Pulse-chase studies of the synthesis of acetyl-CoA by carbon monoxide dehydrogenase/acetyl-CoA synthase: evidence for a random mechanism of methyl and carbonyl addition

Javier Seravalli  1 Stephen W Ragsdale
Affiliations

Pulse-chase studies of the synthesis of acetyl-CoA by carbon monoxide dehydrogenase/acetyl-CoA synthase: evidence for a random mechanism of methyl and carbonyl addition

Javier Seravalli et al. J Biol Chem. .

Abstract

Carbon monoxide dehydrogenase/acetyl-CoA synthase catalyzes acetyl-CoA synthesis from CO, CoA, and a methylated corrinoid iron-sulfur protein, which acts as a methyl donor. This reaction is the last step in the Wood-Ljungdahl pathway of anaerobic carbon fixation.

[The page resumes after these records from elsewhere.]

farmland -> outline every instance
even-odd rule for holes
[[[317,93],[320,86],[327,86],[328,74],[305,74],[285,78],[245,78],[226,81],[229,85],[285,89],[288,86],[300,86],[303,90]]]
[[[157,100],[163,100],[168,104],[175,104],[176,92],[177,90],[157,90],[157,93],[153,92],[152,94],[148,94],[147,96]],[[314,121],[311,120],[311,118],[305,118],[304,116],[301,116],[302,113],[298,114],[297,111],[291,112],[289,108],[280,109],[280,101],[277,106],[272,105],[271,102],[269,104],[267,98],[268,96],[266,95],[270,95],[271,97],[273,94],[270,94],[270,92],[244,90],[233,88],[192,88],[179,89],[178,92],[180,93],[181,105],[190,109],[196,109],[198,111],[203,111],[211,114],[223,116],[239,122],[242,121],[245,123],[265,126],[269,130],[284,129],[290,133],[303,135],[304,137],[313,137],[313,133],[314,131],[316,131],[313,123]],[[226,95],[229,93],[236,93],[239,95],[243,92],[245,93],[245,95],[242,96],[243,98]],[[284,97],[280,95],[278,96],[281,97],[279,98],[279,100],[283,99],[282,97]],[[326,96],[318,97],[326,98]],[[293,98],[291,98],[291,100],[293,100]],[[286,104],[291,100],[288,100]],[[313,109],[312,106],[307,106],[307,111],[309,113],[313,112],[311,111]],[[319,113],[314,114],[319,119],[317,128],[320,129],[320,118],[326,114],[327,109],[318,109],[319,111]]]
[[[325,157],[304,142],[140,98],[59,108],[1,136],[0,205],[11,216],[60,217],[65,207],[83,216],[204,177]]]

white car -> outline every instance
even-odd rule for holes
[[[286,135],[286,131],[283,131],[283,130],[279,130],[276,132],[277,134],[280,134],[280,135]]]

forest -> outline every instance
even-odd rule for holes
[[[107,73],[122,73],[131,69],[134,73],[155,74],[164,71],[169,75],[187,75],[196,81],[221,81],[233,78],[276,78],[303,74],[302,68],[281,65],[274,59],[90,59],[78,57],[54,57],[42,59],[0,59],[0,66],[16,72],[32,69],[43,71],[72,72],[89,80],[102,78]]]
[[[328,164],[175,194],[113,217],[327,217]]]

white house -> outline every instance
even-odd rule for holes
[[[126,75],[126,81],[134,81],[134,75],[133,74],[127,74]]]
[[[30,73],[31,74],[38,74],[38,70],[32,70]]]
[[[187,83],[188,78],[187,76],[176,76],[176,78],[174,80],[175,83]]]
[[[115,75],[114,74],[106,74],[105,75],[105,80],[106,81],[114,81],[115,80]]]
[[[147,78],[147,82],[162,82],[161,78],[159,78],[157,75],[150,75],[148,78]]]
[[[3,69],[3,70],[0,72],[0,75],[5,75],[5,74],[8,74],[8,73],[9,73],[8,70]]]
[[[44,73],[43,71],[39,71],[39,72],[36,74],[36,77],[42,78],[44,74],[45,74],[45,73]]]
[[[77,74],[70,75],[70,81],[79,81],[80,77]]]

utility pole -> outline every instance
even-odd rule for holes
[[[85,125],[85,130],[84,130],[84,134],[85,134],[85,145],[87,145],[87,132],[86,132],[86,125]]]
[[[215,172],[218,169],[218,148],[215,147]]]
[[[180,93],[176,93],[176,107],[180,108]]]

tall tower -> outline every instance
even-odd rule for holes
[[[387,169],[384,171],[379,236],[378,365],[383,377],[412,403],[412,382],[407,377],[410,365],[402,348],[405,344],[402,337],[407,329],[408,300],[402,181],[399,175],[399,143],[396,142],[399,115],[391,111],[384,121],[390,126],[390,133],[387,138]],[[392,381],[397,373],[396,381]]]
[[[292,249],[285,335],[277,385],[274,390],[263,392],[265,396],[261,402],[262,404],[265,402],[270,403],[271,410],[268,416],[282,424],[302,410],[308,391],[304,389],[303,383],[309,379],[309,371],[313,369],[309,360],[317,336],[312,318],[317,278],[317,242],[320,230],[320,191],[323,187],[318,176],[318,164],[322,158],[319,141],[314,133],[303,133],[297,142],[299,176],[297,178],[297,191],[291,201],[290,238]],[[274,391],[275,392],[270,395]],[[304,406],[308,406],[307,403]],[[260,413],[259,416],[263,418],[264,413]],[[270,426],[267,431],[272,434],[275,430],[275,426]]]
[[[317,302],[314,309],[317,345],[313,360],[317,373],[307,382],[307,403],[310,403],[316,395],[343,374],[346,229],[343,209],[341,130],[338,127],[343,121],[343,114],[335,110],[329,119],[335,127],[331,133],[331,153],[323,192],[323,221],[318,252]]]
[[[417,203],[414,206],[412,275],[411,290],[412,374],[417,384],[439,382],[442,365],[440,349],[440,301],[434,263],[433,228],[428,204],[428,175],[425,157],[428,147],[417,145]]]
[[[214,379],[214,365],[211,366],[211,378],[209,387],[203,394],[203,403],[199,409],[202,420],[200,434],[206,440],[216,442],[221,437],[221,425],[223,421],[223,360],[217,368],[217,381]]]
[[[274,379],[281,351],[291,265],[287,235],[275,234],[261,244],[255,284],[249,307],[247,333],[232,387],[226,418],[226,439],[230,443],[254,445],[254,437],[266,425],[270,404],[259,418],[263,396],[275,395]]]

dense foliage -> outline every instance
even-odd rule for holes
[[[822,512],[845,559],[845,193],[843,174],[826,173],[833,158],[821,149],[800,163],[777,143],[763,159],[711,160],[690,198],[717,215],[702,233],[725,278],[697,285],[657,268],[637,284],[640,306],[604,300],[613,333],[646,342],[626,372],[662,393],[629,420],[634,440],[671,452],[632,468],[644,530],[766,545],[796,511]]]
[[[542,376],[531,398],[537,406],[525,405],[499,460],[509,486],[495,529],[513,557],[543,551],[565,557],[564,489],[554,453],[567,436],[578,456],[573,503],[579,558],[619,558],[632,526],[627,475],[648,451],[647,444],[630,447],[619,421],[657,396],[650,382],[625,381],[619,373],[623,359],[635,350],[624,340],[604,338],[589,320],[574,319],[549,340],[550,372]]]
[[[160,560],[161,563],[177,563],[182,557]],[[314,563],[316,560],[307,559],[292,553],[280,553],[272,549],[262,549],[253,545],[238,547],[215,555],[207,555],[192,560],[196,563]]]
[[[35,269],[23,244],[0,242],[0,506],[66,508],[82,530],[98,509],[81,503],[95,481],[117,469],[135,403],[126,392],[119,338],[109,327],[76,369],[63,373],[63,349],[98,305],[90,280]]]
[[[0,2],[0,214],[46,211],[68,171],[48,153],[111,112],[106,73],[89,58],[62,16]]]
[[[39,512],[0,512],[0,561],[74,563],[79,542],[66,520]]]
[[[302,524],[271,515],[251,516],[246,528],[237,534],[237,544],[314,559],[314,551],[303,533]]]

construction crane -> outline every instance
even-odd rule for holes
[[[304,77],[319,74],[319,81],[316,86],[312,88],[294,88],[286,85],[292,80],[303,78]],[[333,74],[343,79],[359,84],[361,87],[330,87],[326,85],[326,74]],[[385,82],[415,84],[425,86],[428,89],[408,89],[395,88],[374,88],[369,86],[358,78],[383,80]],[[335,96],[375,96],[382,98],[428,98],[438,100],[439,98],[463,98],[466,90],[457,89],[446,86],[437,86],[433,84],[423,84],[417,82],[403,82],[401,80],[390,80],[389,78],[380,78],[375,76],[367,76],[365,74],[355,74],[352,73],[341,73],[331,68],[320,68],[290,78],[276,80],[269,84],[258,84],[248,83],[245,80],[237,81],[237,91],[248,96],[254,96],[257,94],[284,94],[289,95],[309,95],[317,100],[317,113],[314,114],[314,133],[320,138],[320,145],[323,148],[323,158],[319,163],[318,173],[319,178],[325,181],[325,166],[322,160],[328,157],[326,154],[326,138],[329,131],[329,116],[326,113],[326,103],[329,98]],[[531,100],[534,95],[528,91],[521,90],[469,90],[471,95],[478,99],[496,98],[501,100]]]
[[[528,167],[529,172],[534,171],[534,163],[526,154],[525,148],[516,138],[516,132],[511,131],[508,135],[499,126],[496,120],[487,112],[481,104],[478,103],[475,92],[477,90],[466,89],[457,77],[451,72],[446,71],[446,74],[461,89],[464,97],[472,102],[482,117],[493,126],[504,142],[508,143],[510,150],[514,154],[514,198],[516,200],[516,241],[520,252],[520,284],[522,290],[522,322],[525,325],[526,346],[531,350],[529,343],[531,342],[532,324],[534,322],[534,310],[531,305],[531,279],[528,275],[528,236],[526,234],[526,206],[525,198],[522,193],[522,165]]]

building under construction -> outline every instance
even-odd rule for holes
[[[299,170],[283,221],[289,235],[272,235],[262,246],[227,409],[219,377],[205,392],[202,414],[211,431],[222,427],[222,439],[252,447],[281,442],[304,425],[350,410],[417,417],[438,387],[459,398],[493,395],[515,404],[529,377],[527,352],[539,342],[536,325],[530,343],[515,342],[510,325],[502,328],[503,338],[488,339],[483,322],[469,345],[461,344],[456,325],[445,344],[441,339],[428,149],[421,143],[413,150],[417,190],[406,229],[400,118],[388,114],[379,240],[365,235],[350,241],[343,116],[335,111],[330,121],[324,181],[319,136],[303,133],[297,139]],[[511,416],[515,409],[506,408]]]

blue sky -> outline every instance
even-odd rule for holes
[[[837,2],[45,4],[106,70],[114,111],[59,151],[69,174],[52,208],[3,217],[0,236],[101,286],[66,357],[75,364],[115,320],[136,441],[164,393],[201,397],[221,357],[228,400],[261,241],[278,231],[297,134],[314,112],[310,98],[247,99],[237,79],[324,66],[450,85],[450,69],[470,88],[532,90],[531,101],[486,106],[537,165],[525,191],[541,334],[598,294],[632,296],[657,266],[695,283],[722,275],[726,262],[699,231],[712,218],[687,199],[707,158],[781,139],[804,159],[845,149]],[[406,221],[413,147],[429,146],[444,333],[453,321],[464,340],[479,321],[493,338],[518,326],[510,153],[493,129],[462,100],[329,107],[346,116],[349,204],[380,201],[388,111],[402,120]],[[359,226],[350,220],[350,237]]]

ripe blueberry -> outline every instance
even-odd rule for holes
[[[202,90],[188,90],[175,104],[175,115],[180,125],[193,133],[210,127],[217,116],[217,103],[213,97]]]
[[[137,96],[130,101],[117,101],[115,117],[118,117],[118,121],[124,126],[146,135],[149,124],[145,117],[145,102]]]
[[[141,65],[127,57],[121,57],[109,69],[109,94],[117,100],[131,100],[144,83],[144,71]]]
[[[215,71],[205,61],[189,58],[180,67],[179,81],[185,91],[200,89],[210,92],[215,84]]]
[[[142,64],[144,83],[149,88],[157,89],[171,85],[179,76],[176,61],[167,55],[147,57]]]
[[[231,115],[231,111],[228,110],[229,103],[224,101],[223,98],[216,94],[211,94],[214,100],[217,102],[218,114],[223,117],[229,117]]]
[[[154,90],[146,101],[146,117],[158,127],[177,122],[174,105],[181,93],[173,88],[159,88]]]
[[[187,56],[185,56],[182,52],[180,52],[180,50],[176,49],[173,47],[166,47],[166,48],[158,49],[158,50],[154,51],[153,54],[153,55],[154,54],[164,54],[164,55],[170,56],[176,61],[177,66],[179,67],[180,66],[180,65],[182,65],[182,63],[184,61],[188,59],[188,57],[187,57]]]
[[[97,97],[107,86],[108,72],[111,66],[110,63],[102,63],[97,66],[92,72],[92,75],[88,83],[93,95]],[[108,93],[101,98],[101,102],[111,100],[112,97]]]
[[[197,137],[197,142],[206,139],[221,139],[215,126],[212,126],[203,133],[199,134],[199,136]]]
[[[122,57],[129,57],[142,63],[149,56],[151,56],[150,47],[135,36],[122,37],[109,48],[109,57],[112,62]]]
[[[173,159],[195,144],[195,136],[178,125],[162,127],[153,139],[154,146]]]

The binding sequence for the three substrates has been debated for over a decade. Different binding orders imply different mechanisms (i.e. paramagnetic versus diamagnetic mechanisms). Ambiguity arises because CO and CoA can each undergo isotopic exchange with acetyl-CoA, suggesting that either of these two substrates could be the last to bind to the acetyl-CoA synthase active site. Furthermore, carbonylation, CoA binding, and methyl transfer can all occur in the absence of the other two substrates. Here, we report pulse-chase studies, which unambiguously establish the order in which the three substrates bind. Although a CoA pulse is substantially diluted by excess CoA in the chase, isotope recovery of a pulse of labeled CO or methyl group is unaffected by the presence of excess unlabeled CO or methyl group in the chase. These results demonstrate that CoA is the last substrate to bind and that CO and the methyl group bind randomly as the first substrate in acetyl-CoA synthesis. Up to 100% of the methyl groups and CoA and up to 60-70% of the CO employed in the pulse phase can be trapped in the product acetyl-CoA.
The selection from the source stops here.